Neo4j - get distinct count of clusters that a value is in that cluster

49 views Asked by At

I am trying to get the distinct count of clusters that contains a certain value from a list of values.

Dataset:

CREATE 
(a1: node {tag: "a"}),
(a2: node {tag: "a"}),
(a3: node {tag: "a"}),
(a4: node {tag: "a"}),
(b1: node {tag: "b"}),
(b2: node {tag: "b"}),
(c1: node {tag: "c"}),
(a1)-[:LINKS_TO]->(a2),
(a4)-[:LINKS_TO]->(b1),
(a4)-[:LINKS_TO]->(c1)

enter image description here

I would like to get a distinct count of clusters for each distinct value of tag.

  • a: 3.
    • There are 4 nodes that has tag: a, but they are in 3 distinct clusters, cluster 1,2,3
  • b: 2.
    • b appears in 2 distinct clusters, cluster 3, 4
  • c: 1.
    • c appears in 1 distinct clusters, cluster 3

I attempted to get a distinct list of tag value and list of clusters through below query, but I am not sure how I should proceed to join/link the 2 lists to get the expected distinct count.

MATCH (node)
WITH collect(distinct node.tag) AS tag_list, collect(node) AS clusters
RETURN tag_list, clusters

Many thanks in advance!

2

There are 2 answers

1
Finbar Good On BEST ANSWER

Here is a way that doesn't depend on a cluster attribute:

MATCH (n:node) 
WHERE NOT EXISTS { (n)--+(m:node) WHERE n.tag = m.tag AND id(n) > id(m) }
RETURN n.tag AS tag, count(*) AS numClusters

Result:

tag numClusters
"a" 3
"b" 2
"c" 1

This works because if a cluster has at least one node with a given tag, it will only return the one with the lowest id.

1
cybersam On

If, as your question originally stated, each node node contains a cluster property, this simple query:

MATCH (n:node)
RETURN n.tag AS tag, COLLECT(DISTINCT n.cluster) AS clusters

gets the result:

╒═══╤═════════╕
│tag│clusters │
╞═══╪═════════╡
│"a"│[1, 2, 3]│
├───┼─────────┤
│"b"│[3, 4]   │
├───┼─────────┤
│"c"│[3]      │
└───┴─────────┘

On the other the other hand, if there is no cluster property, then take a look at this answer to see how to use the neo4j Graph Data Science Library's WCC algorithm to efficiently calculate the componentId for each node (where a "component" is the same as what you call a "cluster"). (But @FinbarGood's answer should work fine if you do not have much data and all clusters are small.)

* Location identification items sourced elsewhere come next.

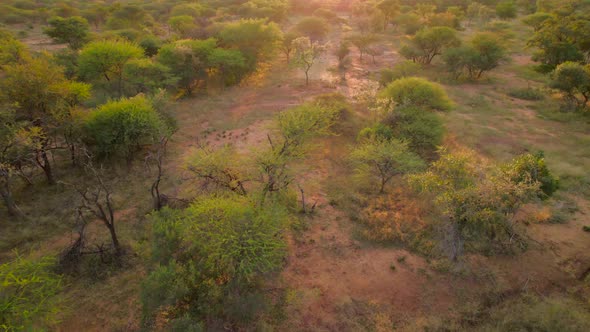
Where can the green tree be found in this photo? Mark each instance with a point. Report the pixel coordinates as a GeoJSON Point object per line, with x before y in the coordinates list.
{"type": "Point", "coordinates": [147, 76]}
{"type": "Point", "coordinates": [295, 128]}
{"type": "Point", "coordinates": [196, 61]}
{"type": "Point", "coordinates": [72, 31]}
{"type": "Point", "coordinates": [418, 92]}
{"type": "Point", "coordinates": [28, 290]}
{"type": "Point", "coordinates": [430, 42]}
{"type": "Point", "coordinates": [124, 126]}
{"type": "Point", "coordinates": [221, 168]}
{"type": "Point", "coordinates": [11, 50]}
{"type": "Point", "coordinates": [421, 129]}
{"type": "Point", "coordinates": [478, 202]}
{"type": "Point", "coordinates": [306, 54]}
{"type": "Point", "coordinates": [573, 79]}
{"type": "Point", "coordinates": [186, 61]}
{"type": "Point", "coordinates": [45, 99]}
{"type": "Point", "coordinates": [506, 9]}
{"type": "Point", "coordinates": [561, 37]}
{"type": "Point", "coordinates": [384, 159]}
{"type": "Point", "coordinates": [389, 8]}
{"type": "Point", "coordinates": [10, 157]}
{"type": "Point", "coordinates": [483, 53]}
{"type": "Point", "coordinates": [286, 44]}
{"type": "Point", "coordinates": [257, 40]}
{"type": "Point", "coordinates": [210, 255]}
{"type": "Point", "coordinates": [105, 60]}
{"type": "Point", "coordinates": [342, 53]}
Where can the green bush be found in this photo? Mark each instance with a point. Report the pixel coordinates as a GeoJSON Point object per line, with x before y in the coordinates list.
{"type": "Point", "coordinates": [124, 126]}
{"type": "Point", "coordinates": [506, 9]}
{"type": "Point", "coordinates": [418, 92]}
{"type": "Point", "coordinates": [423, 130]}
{"type": "Point", "coordinates": [532, 167]}
{"type": "Point", "coordinates": [27, 294]}
{"type": "Point", "coordinates": [211, 257]}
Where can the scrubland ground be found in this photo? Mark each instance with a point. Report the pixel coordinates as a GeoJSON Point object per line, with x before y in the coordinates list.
{"type": "Point", "coordinates": [335, 279]}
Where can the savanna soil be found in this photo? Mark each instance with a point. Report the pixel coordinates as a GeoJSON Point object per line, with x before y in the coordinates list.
{"type": "Point", "coordinates": [335, 280]}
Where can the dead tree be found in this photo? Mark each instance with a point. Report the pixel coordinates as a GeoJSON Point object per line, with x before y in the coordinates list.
{"type": "Point", "coordinates": [157, 158]}
{"type": "Point", "coordinates": [97, 201]}
{"type": "Point", "coordinates": [70, 257]}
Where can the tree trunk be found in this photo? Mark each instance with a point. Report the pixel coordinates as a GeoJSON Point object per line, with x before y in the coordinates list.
{"type": "Point", "coordinates": [114, 238]}
{"type": "Point", "coordinates": [46, 166]}
{"type": "Point", "coordinates": [11, 206]}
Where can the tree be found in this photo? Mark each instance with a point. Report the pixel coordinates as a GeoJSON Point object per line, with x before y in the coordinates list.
{"type": "Point", "coordinates": [479, 12]}
{"type": "Point", "coordinates": [151, 45]}
{"type": "Point", "coordinates": [221, 168]}
{"type": "Point", "coordinates": [506, 9]}
{"type": "Point", "coordinates": [106, 60]}
{"type": "Point", "coordinates": [96, 200]}
{"type": "Point", "coordinates": [418, 92]}
{"type": "Point", "coordinates": [124, 126]}
{"type": "Point", "coordinates": [482, 54]}
{"type": "Point", "coordinates": [313, 27]}
{"type": "Point", "coordinates": [561, 37]}
{"type": "Point", "coordinates": [10, 157]}
{"type": "Point", "coordinates": [573, 80]}
{"type": "Point", "coordinates": [478, 203]}
{"type": "Point", "coordinates": [186, 61]}
{"type": "Point", "coordinates": [229, 65]}
{"type": "Point", "coordinates": [536, 20]}
{"type": "Point", "coordinates": [28, 294]}
{"type": "Point", "coordinates": [342, 53]}
{"type": "Point", "coordinates": [11, 50]}
{"type": "Point", "coordinates": [72, 31]}
{"type": "Point", "coordinates": [428, 43]}
{"type": "Point", "coordinates": [296, 126]}
{"type": "Point", "coordinates": [147, 76]}
{"type": "Point", "coordinates": [384, 159]}
{"type": "Point", "coordinates": [45, 99]}
{"type": "Point", "coordinates": [193, 62]}
{"type": "Point", "coordinates": [254, 38]}
{"type": "Point", "coordinates": [211, 255]}
{"type": "Point", "coordinates": [306, 54]}
{"type": "Point", "coordinates": [421, 129]}
{"type": "Point", "coordinates": [286, 44]}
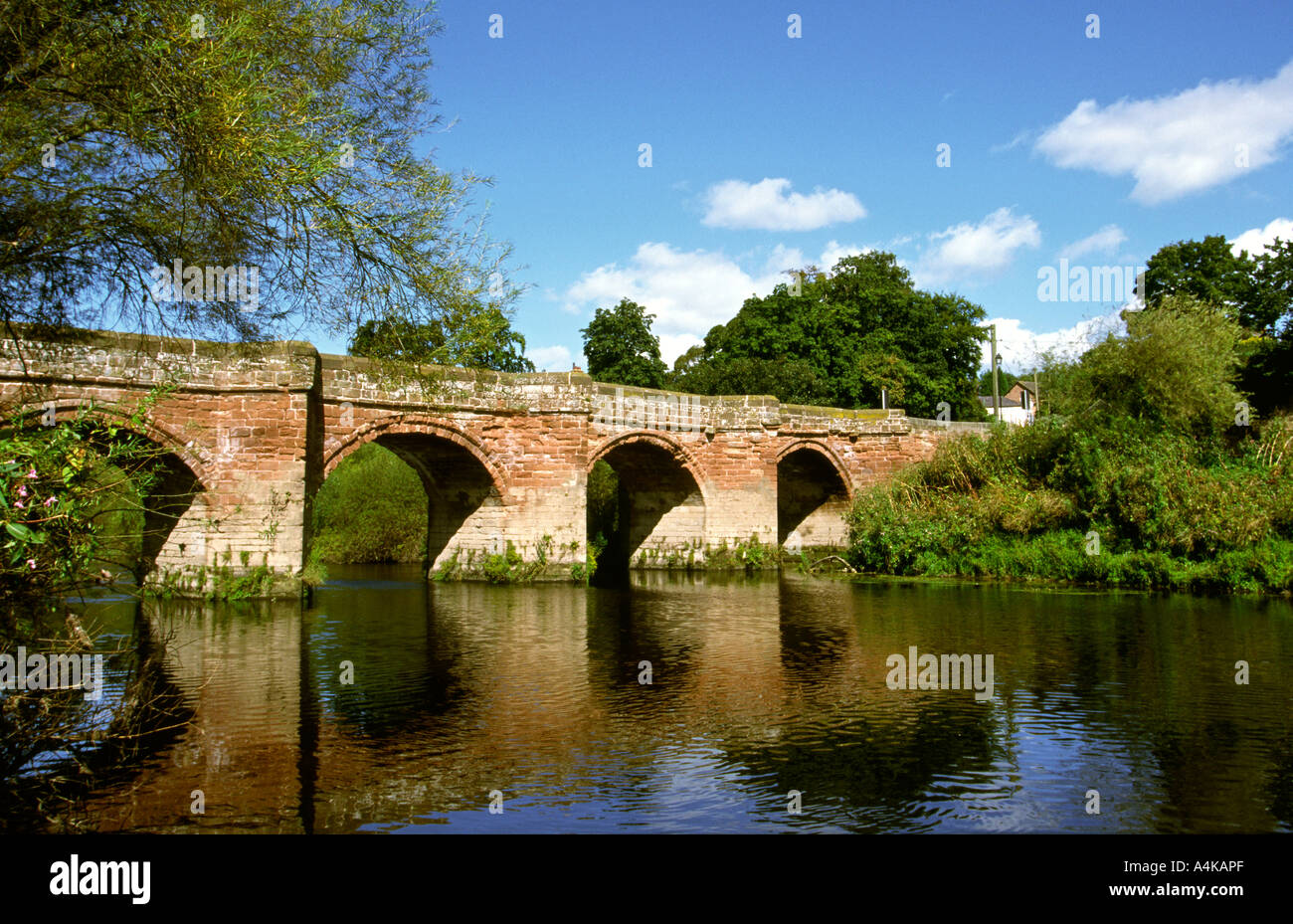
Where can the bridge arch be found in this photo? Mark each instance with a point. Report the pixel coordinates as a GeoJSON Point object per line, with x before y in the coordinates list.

Once you have created the GDS projection, like this:

CALL gds.graph.project(
  'myGraph',
  'node',
  'LINKS_TO'
)

you can get your desired results this way:

CALL gds.wcc.stream('myGraph') YIELD nodeId, componentId
RETURN gds.util.asNode(nodeId).tag AS tag, COLLECT(DISTINCT componentId) AS clusters

Afterwards, you should drop the GDS projection to free up server memory.